The net results stretch from rising sea levels to desertification of once arable land, of which the former is leading to the submersion of many inhabited regions and the latter is leading to famines and wars over limited resources. Furthermore, both are factors in mass migrations and the global apartheid unfolding before our very eyes. Take the migration crisis in Europe for instance, those people are fleeing from war and famine torn regions in the Middle East and Africa, fleeing over both land and water risking dehydration, starvation, death of both themselves and their families, or eternal isolation because those risks are more acceptable in comparison to the conditions they would otherwise suffer. The only difference between them and us is quite honestly, where we were all born and when. Yet, the massive influx of people has caused a panic among the peoples and the governments of the receiving nations who are ‘protecting’ their interests with sanctions, gates, walls, and brute military force to keep the migrators out. Ann Coulter, opening for presidential candidate Donald Trump at a convention said: “I love the idea of the Great Wall of Trump. I want to have a two drink minimum. Make it a big worldwide tourist attraction and every day, live drone shows whenever anyone tries to cross the border.” She was talking about making a spectacle of killing people—in this case from Mexico—looking to improve their life-conditions and life-chances, and these are Americans that we are talking about, and people who want to be at the head of the United States, no less. So, it is not the case that the issue is only something that happens abroad. Notwithstanding where it occurs, this is what is called, Feudal Privilege, because there is nothing that any of us did prior to any of our being born that justifies any of us possessing access to the necessities for life while others do not, and yet, we do possess those necessities, nonetheless. Our borders are symbolic extensions of the castle walls that once separated the affluent from the peasant, what was once called a birth right.

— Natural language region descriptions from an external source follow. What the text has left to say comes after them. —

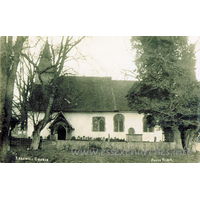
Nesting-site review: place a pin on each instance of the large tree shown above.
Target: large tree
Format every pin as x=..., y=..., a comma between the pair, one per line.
x=11, y=49
x=167, y=89
x=51, y=61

Making the situation even more complicated is the fact that the environmental degradation and destruction that is leading to these mass migrations from the less affluent nations and states, is a direct result of the practices of the more affluent nations. In the United States, based on our consumption rates cumulatively, it would take four and a half entire earth’s worth of resources to fulfill the demand if everyone on the planet today in all the states consumed as US citizens do. That is, US citizens have a carbon footprint of four and a half earths, while those in less affluent regions, like much of the African continent has a carbon footprint of less than one earth. Thereby resting the responsibility for the increased rate of global warming and climate change causing the rising tides and famines squarely in the hands of those from the more affluent nations; primarily, Western Civilization, where many of the migrators are seeking refuge and are being barred access to. Furthermore, at the moment we are only talking about millions of people migrating, and the people and governments from the more affluent nations are in a panic. However, this is nothing compared to the over two billion increase in population projected for 2050 while the environmental ecosystem collapse is exacerbated at the same time.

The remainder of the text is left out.